Shameless

Welcome to this week’s Reno News & Review.

Among all the hot news and arts action in this week’s issue, you’ll find our new family guide. We do a few of these every year, among the many great guides and other editorial supplements that special projects editor Jeri Chadwell-Singley puts together for us. Each family guide is loosely centered around a theme, and I really like the theme that Jeri came up with for this one: civics.

Civics isn’t emphasized enough in education—probably because it can be politically contentious, what with the entire political ideologies that rely on willful ignorance and emotional manipulation. A critical mind, accustomed to civic engagement, is key for anyone coming of age at this time in this country—or at any other time in any other country, for that matter. It’s a rewarding challenge for parents and other family members to figure out how to engage kids in the political process without stooping to rote memorization or indoctrination.

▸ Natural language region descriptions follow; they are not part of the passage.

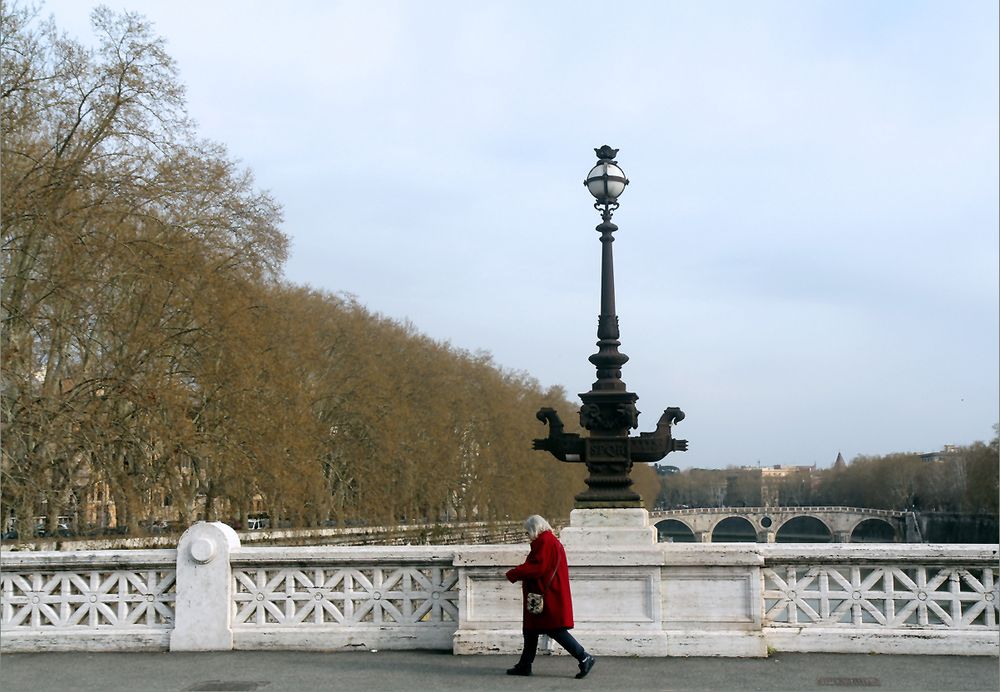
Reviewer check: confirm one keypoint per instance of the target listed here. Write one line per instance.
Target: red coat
(547, 554)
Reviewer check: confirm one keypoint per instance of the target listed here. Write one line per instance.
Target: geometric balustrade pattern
(81, 599)
(926, 597)
(346, 595)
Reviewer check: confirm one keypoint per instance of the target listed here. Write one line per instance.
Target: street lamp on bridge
(608, 410)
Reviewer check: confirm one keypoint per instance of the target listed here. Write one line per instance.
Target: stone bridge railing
(765, 522)
(662, 600)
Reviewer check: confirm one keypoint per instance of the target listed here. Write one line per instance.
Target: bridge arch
(674, 531)
(803, 528)
(874, 530)
(734, 529)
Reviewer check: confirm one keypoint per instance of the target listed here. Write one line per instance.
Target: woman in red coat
(546, 572)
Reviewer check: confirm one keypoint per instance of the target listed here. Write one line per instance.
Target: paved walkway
(416, 671)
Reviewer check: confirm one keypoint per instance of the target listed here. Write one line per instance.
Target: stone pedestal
(598, 529)
(204, 604)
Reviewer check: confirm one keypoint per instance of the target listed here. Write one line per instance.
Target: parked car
(256, 523)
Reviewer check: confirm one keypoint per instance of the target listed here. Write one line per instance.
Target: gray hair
(535, 525)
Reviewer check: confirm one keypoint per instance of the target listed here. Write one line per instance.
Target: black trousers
(561, 636)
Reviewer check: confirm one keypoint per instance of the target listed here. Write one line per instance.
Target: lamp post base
(616, 527)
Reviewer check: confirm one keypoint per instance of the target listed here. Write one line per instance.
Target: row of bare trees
(963, 479)
(154, 359)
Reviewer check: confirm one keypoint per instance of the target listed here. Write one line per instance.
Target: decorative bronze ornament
(608, 410)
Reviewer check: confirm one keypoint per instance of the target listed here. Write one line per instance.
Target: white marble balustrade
(632, 596)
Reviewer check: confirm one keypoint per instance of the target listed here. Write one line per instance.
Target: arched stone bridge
(770, 524)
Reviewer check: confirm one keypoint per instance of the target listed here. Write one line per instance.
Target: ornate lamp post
(608, 410)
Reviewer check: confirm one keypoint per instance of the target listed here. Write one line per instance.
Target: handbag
(535, 601)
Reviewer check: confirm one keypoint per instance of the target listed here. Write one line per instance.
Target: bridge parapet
(714, 599)
(765, 522)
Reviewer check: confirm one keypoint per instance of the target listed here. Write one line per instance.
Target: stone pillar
(595, 529)
(203, 609)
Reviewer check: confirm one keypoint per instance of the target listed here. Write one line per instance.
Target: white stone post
(204, 607)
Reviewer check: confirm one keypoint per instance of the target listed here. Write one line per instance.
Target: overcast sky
(807, 260)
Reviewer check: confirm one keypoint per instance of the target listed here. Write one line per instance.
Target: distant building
(946, 452)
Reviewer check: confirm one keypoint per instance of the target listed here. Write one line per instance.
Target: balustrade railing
(806, 597)
(100, 599)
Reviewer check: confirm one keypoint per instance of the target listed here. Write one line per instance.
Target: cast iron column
(608, 410)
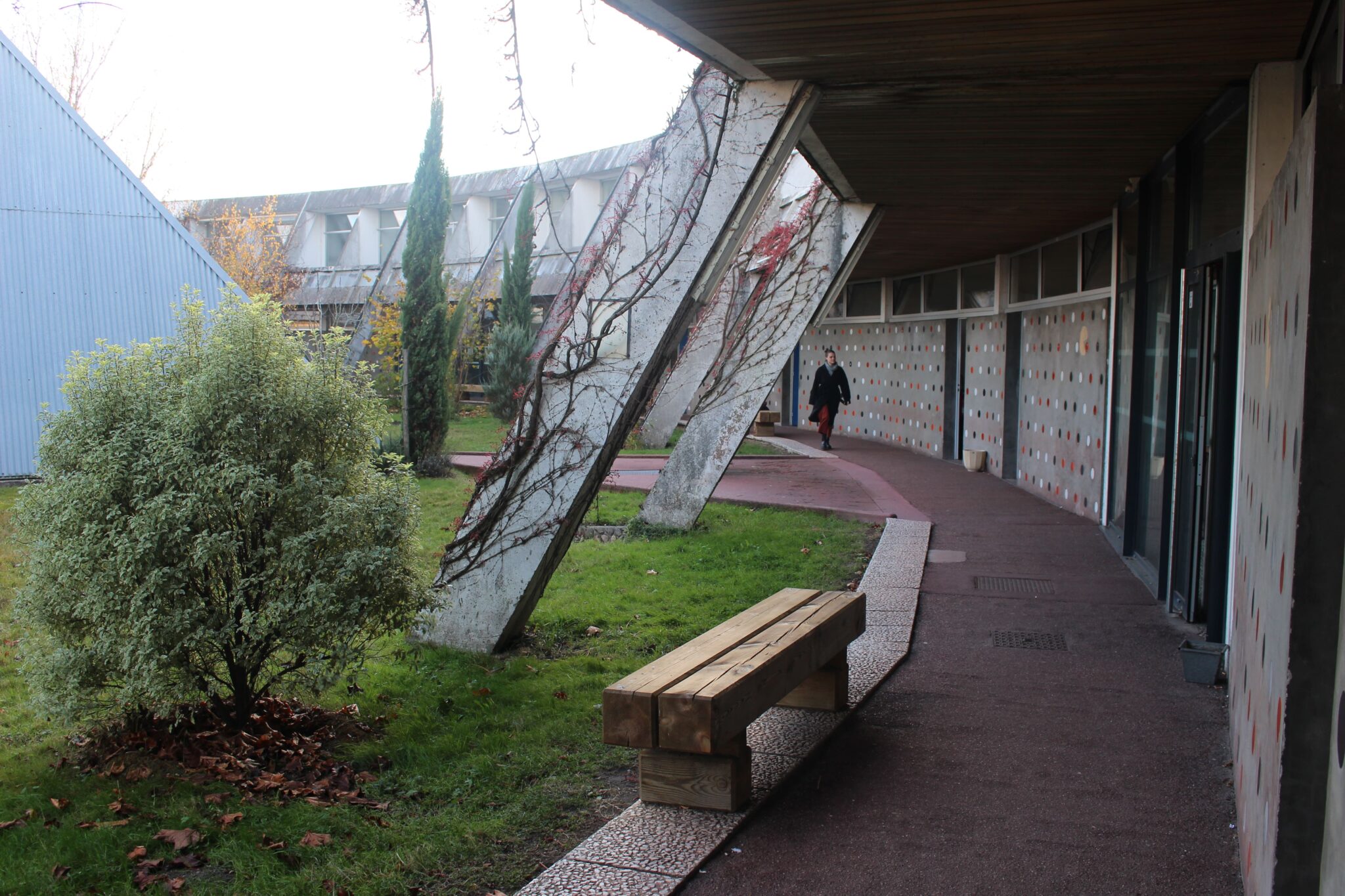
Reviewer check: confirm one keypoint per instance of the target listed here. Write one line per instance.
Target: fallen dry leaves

When Jeri told me that one of the stories in the guide was going to be a story about a little girl who testified at the Nevada Legislature, I was skeptical. That seems like a manipulative thing—using kids to parrot their parents’ beliefs about some emotionally charged issue like abortion. But, fortunately, the issue at question in this case—bilingual education—is ideally suited for testimony from a child.

And I was happy to see that the testifying child was the daughter of an old acquaintance of mine, Terry DeBarger, who I first met at Galena High School back when he was a substitute teacher there, and I was a student. Back then, he gave me one of my favorite compliments I ever received: “I admire you,” he told me, “because you have no shame.”

It was one of the first times that I realized that the quality that was usually getting me in trouble could become an asset if I just learned how to apply it. It was good teaching.